Hydrogen Fuel Cell Locomotive From Canadian Pacific To Roll Out Before 2022

The title of this post, is the same as that of this article on Hydrogen Fuel News.

This is said.

The hydrogen fuel cell locomotive consists of an SD40-2F, which was converted to run on H2 power and is therefore nicknamed the H2 0EL. The company is calling it a “hydrogen zero-emissions locomotive”, and it will be operating under its own power before the end of this month, according to Canadian Pacific CEO Keith Creel.

Note that the SD40 locomotive is a diesel-electric locomotive of which 1286 were built around 1970.

Canadian Pacific have made this video, which was kindly pointed out by Alan.

The video seems to indicate that the converted locomotive will be able to continue to do the same duties as the original diesels, which have a power output of 2,240 kW.

Interestingly, power output seems to be of the same order as that of a Class 66 locomotive, so could a similar conversion by used with these locomotives?

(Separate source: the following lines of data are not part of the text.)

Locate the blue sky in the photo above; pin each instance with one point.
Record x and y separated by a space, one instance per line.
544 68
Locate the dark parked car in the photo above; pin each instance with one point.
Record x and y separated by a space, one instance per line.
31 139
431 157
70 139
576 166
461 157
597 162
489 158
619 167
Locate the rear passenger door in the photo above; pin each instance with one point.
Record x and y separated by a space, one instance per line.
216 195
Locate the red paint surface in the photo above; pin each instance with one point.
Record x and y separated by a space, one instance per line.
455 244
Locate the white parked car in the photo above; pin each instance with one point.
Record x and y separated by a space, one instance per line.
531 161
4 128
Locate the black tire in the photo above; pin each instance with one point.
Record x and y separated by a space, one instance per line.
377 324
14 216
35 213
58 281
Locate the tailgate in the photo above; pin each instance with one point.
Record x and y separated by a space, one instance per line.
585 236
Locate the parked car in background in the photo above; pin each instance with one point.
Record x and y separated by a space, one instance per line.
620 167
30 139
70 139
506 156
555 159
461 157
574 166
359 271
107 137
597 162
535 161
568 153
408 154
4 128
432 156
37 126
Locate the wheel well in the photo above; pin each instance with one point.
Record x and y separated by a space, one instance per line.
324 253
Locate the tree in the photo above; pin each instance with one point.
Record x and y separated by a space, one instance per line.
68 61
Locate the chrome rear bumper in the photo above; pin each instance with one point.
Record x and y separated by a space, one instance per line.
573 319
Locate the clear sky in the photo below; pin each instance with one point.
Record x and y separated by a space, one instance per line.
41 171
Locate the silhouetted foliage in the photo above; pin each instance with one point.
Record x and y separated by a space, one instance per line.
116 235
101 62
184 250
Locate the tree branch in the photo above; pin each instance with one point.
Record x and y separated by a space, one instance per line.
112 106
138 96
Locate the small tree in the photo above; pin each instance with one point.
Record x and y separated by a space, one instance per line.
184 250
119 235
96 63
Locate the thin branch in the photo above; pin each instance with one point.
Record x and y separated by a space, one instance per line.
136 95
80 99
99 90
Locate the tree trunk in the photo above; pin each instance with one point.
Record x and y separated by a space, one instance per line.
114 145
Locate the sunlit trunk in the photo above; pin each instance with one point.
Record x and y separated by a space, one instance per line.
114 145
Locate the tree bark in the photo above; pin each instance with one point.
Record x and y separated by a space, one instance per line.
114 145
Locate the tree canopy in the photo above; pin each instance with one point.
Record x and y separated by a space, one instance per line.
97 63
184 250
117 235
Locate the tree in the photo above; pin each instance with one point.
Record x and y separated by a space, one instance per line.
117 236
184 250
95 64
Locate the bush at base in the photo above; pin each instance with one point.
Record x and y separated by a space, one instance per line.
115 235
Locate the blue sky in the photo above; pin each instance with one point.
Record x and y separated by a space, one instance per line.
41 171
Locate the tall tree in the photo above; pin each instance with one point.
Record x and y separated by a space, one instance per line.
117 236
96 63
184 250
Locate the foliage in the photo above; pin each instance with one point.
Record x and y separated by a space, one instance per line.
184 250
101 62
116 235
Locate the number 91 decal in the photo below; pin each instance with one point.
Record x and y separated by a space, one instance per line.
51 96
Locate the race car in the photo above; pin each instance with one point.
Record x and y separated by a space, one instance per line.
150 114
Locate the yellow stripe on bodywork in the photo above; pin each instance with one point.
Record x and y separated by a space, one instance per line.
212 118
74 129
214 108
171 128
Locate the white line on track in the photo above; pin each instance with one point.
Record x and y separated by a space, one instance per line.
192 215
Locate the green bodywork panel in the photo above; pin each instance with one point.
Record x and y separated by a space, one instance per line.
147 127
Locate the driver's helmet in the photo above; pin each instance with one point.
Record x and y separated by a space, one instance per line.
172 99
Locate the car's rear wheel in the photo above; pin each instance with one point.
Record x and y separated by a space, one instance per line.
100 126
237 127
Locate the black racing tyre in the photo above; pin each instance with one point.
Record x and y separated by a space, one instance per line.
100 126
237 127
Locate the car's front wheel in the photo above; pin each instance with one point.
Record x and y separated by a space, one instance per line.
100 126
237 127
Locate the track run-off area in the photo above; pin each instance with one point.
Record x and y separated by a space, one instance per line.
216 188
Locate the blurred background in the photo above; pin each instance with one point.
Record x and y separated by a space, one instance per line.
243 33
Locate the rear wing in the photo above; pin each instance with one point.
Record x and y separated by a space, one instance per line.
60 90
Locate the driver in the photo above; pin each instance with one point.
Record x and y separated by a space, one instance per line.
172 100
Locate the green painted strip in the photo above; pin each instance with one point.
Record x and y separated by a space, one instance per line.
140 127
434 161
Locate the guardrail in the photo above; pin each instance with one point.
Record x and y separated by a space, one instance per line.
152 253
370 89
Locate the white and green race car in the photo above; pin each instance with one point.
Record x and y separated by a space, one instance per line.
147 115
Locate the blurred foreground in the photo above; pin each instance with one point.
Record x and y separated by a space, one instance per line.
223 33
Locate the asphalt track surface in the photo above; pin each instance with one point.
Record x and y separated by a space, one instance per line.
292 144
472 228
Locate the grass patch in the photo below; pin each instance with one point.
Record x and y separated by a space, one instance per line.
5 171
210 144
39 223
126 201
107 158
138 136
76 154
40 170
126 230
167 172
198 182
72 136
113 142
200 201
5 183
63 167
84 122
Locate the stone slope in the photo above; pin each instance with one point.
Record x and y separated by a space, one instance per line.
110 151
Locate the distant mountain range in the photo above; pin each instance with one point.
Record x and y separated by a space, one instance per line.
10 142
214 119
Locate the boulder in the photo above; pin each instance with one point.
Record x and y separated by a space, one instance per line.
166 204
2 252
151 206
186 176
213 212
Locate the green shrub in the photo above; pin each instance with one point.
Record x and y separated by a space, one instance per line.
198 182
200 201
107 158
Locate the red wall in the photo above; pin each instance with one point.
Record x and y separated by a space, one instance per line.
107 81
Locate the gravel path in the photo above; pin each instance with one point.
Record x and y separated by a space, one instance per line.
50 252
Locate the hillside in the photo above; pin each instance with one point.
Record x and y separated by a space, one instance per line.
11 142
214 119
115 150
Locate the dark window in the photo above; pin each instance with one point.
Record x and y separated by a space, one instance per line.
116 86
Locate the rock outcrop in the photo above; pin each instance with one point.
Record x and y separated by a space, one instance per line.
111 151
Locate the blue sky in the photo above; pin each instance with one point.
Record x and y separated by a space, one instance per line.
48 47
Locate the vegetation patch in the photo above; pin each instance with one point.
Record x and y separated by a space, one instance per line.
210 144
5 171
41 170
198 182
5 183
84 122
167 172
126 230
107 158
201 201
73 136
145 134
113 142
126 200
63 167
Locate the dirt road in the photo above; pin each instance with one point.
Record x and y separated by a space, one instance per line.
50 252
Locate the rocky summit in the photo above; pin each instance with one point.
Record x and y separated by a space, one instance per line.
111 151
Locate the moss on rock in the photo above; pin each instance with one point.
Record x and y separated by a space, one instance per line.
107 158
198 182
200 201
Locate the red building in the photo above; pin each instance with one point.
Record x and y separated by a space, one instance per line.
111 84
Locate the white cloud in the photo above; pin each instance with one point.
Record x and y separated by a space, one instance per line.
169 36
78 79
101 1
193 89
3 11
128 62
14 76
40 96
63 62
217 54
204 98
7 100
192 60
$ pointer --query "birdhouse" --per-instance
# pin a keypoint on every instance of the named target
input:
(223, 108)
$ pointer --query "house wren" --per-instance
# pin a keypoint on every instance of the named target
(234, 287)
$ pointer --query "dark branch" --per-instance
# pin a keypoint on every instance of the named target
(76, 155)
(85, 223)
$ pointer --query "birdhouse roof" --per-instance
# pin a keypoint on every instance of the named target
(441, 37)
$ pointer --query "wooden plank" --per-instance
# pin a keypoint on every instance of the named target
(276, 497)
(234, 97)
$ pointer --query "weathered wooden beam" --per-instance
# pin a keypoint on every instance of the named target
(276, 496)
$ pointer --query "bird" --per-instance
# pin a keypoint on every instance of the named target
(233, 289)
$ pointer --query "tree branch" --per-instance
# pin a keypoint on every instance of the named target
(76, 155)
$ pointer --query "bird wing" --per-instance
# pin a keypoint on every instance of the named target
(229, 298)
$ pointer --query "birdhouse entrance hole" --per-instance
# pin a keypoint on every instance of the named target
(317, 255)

December 11, 2021 - Posted by | Hydrogen, Transport/Travel | , ,

4 Comments »

  1. Simple little video from CP which shows the location of the fuel cells, hydrogen tanks and batteries.

    Comment by fammorris | December 11, 2021 | Reply

  2. Thanks!

    That’s a neat little video. Surely, we could do the same with a Class 66 locomotive?

    Comment by AnonW | December 11, 2021 | Reply

  3. I’m sure that carrying out a conversion is possible but I fear it’s a question of who finances it and which freight operator is prepared to accept an odd ball test vehicle into what is a commercial operation. CP are a big company, none of the UK operators truly have the critical mass to undertake an ambitious project like this.
    It occurs to me that there are a number of Class 60 locos that are in storage if anybody could address the practicalities.

    Comment by fammorris | December 11, 2021 | Reply

  4. Did you watch the video? The commentary says that there are 3,000 diesel locomotives in North America. How many possible conversions are there world-wide? There are lots of fleets, where there are a couple of hundred identical diesel locomotives. It could be big money for someone like Wabtec or perhaps Rolls-Royce MTU.